Eine einzige defekte Birne – und schon kann die nächste Kontrolle teuer werden. In Italien verschärfen die Polizeistreifen die Jagd auf Fahrzeuge mit mangelhafter Beleuchtung. Die Strafen reichen von 87 bis 344 Euro, bei grobem Versagen droht sofortiges Fahrverbot.

Warum ein riss im scheinwerfer reicht, um aus dem verkehr gezogen zu werden

Die Regel ist gnadenlos: Artikel 79 der Strada-Kodex verlangt „maximale Betriebssicherheit“. Das heißt: kein Steinschlag im Glas, keine oxidierte Kunststofflinse, keine Wasserträne im Gehäuse – selbst wenn die Birne selbst funktioniert.
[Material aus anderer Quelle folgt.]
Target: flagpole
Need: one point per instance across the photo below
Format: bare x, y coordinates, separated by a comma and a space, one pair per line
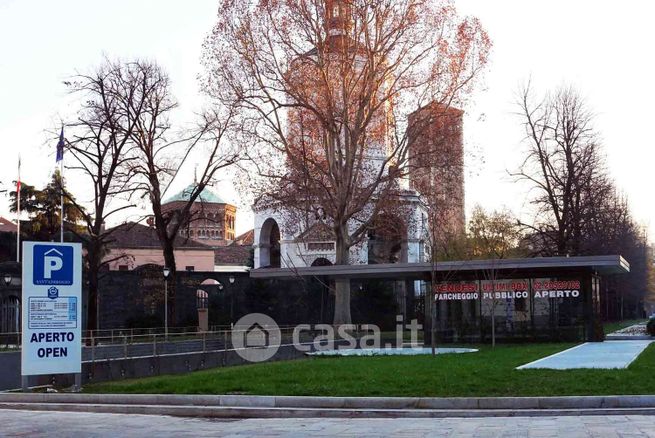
18, 214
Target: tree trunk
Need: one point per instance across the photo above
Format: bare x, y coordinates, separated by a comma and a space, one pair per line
169, 259
342, 285
93, 258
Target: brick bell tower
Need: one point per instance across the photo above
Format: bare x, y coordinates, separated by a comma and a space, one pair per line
338, 16
338, 23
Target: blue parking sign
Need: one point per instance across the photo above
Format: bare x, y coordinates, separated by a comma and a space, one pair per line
53, 265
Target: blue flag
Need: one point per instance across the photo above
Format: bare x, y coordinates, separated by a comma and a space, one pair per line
60, 146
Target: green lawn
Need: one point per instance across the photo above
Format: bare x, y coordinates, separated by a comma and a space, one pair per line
489, 372
611, 327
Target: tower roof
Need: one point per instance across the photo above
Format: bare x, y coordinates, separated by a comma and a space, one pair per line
206, 196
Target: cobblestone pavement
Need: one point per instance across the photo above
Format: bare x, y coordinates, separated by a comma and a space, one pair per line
74, 424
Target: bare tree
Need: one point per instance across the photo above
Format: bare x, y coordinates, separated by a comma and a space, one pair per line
565, 168
99, 140
324, 88
159, 154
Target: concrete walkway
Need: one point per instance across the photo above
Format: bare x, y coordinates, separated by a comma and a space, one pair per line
605, 355
56, 424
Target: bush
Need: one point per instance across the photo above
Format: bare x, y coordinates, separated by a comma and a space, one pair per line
650, 327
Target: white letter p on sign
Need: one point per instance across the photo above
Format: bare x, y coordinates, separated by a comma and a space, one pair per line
51, 264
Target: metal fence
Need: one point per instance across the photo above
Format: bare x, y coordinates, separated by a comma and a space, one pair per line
126, 343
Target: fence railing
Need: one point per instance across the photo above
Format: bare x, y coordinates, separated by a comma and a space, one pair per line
124, 343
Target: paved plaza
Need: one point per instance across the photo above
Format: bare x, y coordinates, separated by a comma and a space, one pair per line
74, 424
606, 355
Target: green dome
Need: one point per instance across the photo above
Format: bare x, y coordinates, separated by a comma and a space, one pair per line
206, 196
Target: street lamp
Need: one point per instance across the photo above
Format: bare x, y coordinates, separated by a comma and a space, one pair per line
166, 272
Der Grund: Jede Beschädigung verzerrt den Lichtkegel, blendet Gegenverkehr oder lässt das eigene Fahrzeug zu spät erkennen. Die Folge: neben dem Bußgeld sofortige Stilllegung und Vorverlegung der nächsten HU.

Die Beamten kontrollieren besonders häufig bei Dämmerung oder Nebel. Dort, wo das Auge ohnehin kämpft, ist eine falsch eingestellte Leuchtweite ebenso verboten wie eine verregnete LED-Zusatzleuchte. Tuner, aufgepasst: wer seine Fernscheinwerfer blau foliert oder Heckleuchten rauchverdunkelt, zahlt bis zu 1.731 Euro und muss den Fahrzeugschein abgeben.
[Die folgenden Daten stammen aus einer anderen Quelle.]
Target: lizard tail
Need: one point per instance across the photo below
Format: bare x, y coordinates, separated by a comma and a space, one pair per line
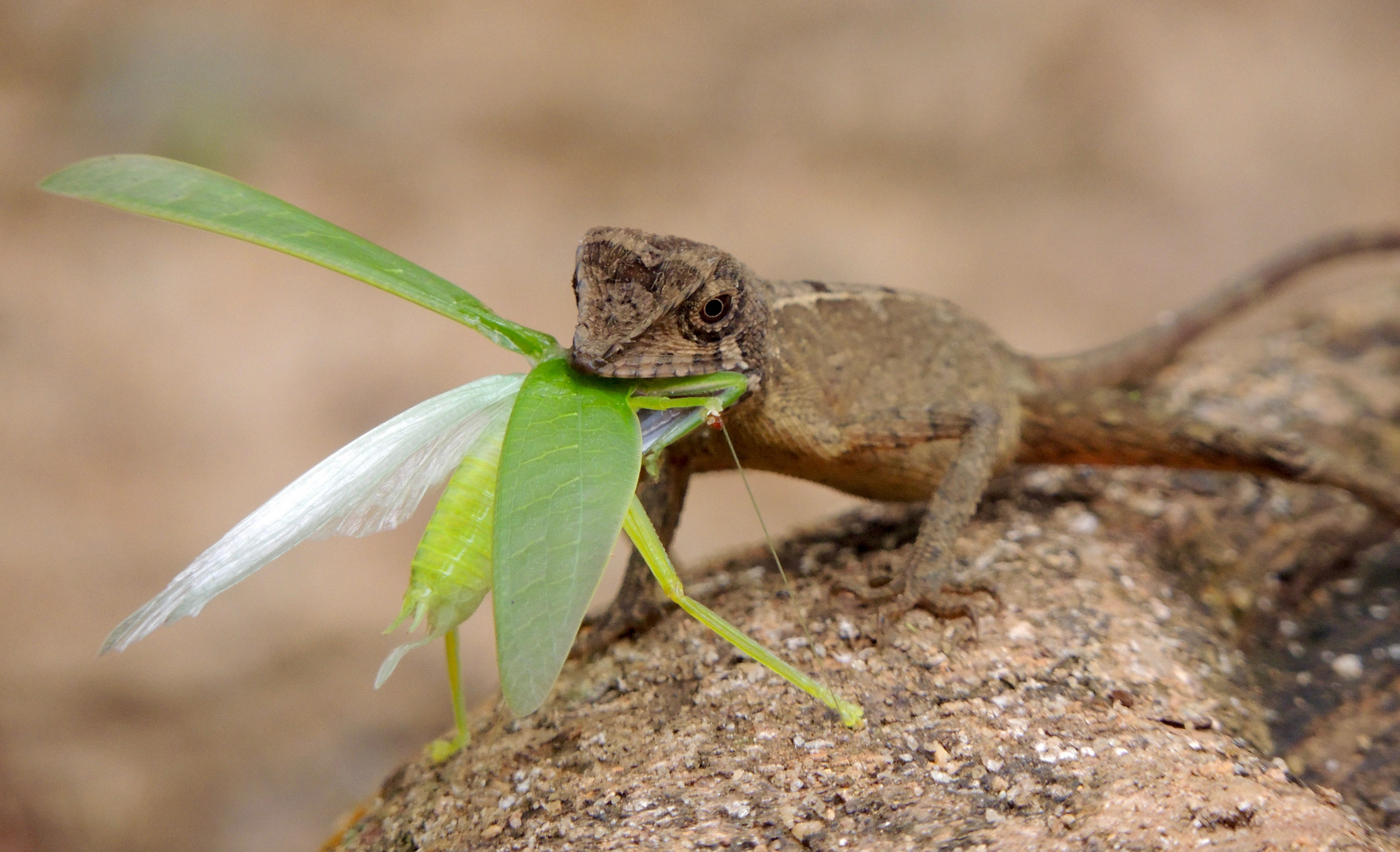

So vermeidest du die falle – ohne in die werkstatt zu rennen

So vermeidest du die falle – ohne in die werkstatt zu rennen

Reicht ein Blick auf die Lichter? Nicht ganz. Einmal pro Woche allein auf dem Parkplatz leuchtet nur die Hälfte der Mängel auf. Besser: kurzer Gang zur Wand. Abblendlicht an, 50 Zentimeter Abstand, senkrechte Fläche. Beide Keulen müssen auf gleicher Höhe enden und leicht nach rechts fallen. Flackert ein Blinker, hörst du das charakteristische „Tack-Tack“ schneller als gewohnt – meist ist eine Birne hinüber.
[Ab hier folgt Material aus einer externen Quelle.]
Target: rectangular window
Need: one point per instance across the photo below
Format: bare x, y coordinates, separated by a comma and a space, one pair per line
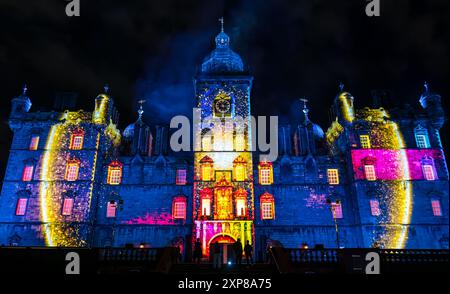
365, 141
337, 210
115, 176
436, 206
265, 175
67, 206
72, 171
240, 172
267, 210
333, 176
206, 143
77, 142
21, 206
428, 172
240, 143
179, 210
206, 173
421, 141
369, 170
111, 209
34, 143
206, 207
181, 177
375, 207
240, 207
27, 174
Wer Glühbrüchchen sparen will, greift nicht zur 5-Euro-No-Name-Birne aus dem Baumarkt. Die Billigvariante erreicht oft nicht die vorgeschriebene ECE-Prüfnummer und kann ebenfalls das Knöllchen auslösen. LED-Nachrüstungen? Nur mit echter EU-ABE im Lichtkegel erlaubt, sonst droht Rückbau auf eigene Kosten.

Die nächste Großkontrolle rollt bereits. Die Statistik der Polizia Stradale zeigt: jedes fünfte Fahrzeug fällt aktuell durch Lichtmängel durch. Die Devise: lieber heimlich einmal selbst blitzen, als morgen von Blaulicht überrascht zu werden.